After Iraq, national unity and trust went down across the board. Whatever deference and support the Bush Administration mustered in support of the Iraq War also used up that same social capital. The recent mass surrender of our Afghan proxies only reinforces Americans’ perception of dishonesty and incompetence among our military and foreign policy leadership.
Some interpret this rejection of foreign wars as a sign of Americans being casualty-averse, a modern-day incarnation of Vietnam Syndrome, but I think this misunderstands the mood. Americans have proven resolute when national survival is at stake, but they are averse to wasting young Americans’ lives in a war with no apparent progress and for which no clear relationship exists to the nation’s interest. Proponents of American empire never account for most Americans’ skepticism and indifference towards this pursuit.

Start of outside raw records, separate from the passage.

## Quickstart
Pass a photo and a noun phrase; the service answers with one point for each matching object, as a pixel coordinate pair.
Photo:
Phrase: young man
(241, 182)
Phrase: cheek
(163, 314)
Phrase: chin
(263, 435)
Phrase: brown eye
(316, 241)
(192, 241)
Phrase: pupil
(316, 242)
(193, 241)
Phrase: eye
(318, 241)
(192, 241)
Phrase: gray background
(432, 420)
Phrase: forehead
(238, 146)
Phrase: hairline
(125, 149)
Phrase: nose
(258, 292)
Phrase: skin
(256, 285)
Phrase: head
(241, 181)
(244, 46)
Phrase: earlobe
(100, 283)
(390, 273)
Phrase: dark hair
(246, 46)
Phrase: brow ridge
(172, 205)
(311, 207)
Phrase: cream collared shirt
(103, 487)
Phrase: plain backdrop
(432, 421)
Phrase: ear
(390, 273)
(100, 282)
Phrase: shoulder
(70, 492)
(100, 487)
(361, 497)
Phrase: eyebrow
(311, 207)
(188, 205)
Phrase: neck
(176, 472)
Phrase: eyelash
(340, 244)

As it did after Vietnam, the American military has tried to refocus on conventional conflict in the wake of the unsuccessful counterinsurgencies in Iraq and Afghanistan. But other regimes also learn lessons from these wars. Most countries around the world know they will not do well head-to-head with the American military in a conventional conflict. So they are emphasizing asymmetric warfare: cyberattacks, drones, and, as a means of national defense, preparations for insurgency.
Perhaps these foreign powers are also fighting the last war. It is not entirely clear that the U.S. military could accomplish today the same conventional campaign it masterfully executed in 2003. Recruiting shortfalls, a sclerotic procurement system, a reduction in human capital, and a deficient industrial base likely would present challenges absent in the early 2000s.
Thinking About War
There is a broader lesson that has yet to be learned among the foreign policy and defense community. The American military has rightly been described as having excellent weapon systems, training, tactics, and operational art, including the use of combined arms techniques and sophisticated logistics support. But the end state of recent wars has been either negative or mediocre.

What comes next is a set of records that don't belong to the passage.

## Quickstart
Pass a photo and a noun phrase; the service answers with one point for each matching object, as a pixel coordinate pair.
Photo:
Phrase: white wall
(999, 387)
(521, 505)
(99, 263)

While our soldiers, NSA staff, and Pentagon officials are apparently very good at thinking about the operational level of war, there does not seem to be much thinking—or much good thinking—about war, as such. There seems to be an unspoken assumption that stringing together enough victorious battles translates into victory in war. But we won nearly every large engagement in Iraq and Afghanistan, but still failed to achieve victory in either campaign.
A similar deficiency of imagination seems to be behind the current campaign in Ukraine. The United States is throwing mountains of money and resources at the Ukrainians, but what does victory look like and how are these resources going to achieve that victory? Moreover, no one seems to be thinking about whether any such victory would be a strategic benefit, since our support for Ukraine has drained our arsenals, while pushing strategic competitors Russia and China closer together.
We need generals and statesmen worthy of the sacrifices of the young Americans in uniform, who rely on the wisdom of those above them to ensure their service supports the national interest. In Iraq, our leaders let them, and all of us, down.